Akademik Veri Yönetim Sistemi
Turkderm Turkish Archives of Dermatology and Venereology, cilt.59, sa.2, ss.63-65, 2025 (ESCI)
Xeroderma pigmentosum (XP) is a rare autosomal recessive genodermatosis caused by mutations in the DNA repair system, leading to impaired repair of ultraviolet (UV) radiation-induced damage. XP is classified into seven nucleotide excision repair-deficient types (XPA to XPG) and a variant type (XPV). Diagnosis can be made at a later age in the XPV subtype, where sunburn reactions are known to be less severe.
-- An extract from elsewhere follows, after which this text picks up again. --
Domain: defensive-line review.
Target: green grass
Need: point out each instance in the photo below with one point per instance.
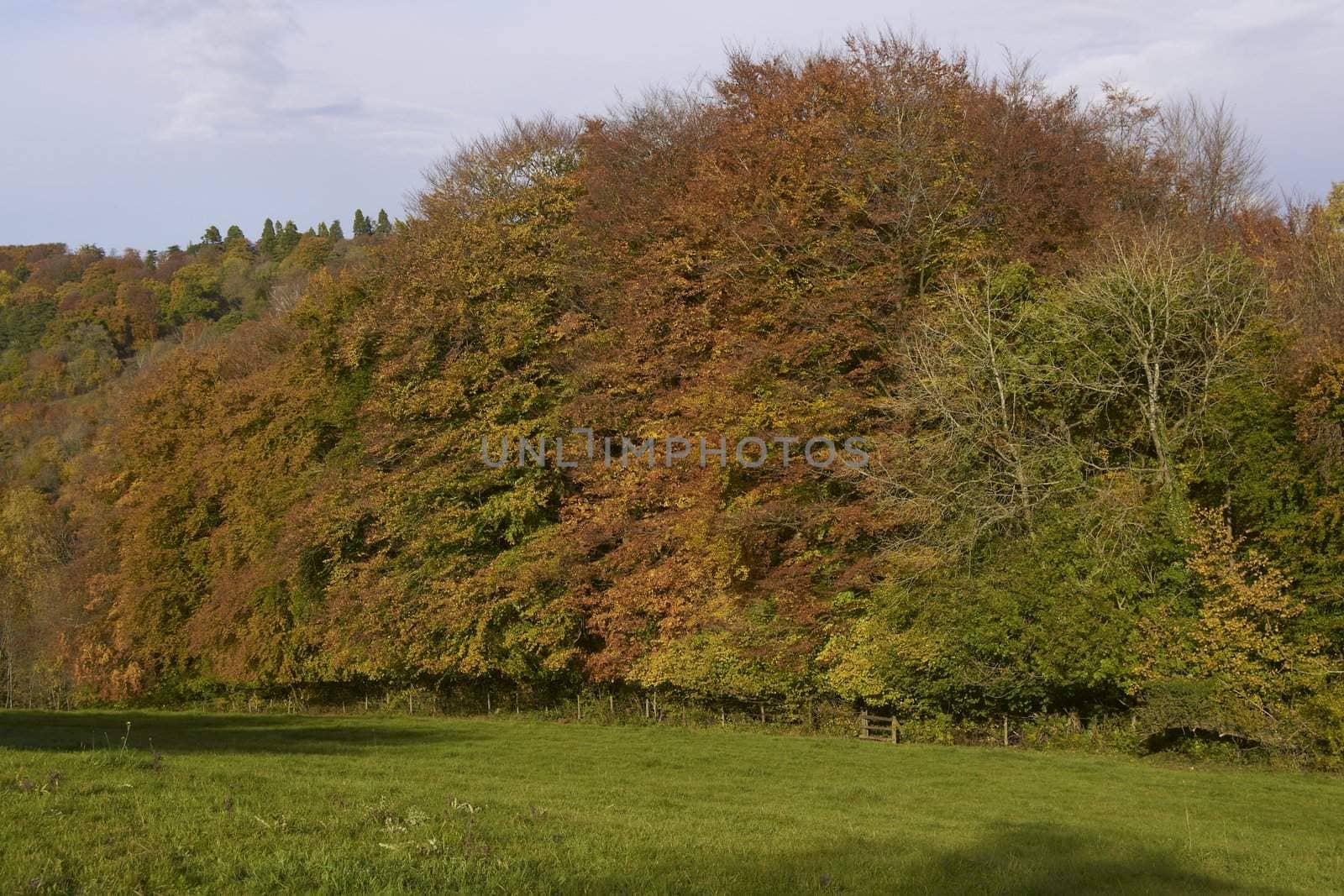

In this case, a 33-year-old male patient with a history of freckling that began at age 10 and basal cell carcinoma and squamous cell carcinoma in the head and neck region over the past 5 years presented with a suspicious non-pigmented 6 mm nodular lesion in the left subauricular region. Pathological examination revealed a diagnosis of malignant melanoma (MM). Concurrent genetic analysis revealed a homozygous c.491-6T>G mutation in the POLH gene, confirming a diagnosis of XPV. The mild clinical features of XP in our patient made the XPV diagnosis challenging, and the atypical dermoscopic features of the lesion complicated the clinical diagnosis of MM. It is reported that the age of onset of malignant skin tumors in XPV patients is later than in other groups, and the frequency of MM is higher. This case highlights the frequent delay in diagnosis and the diagnostic challenges of skin tumors in XPV patients.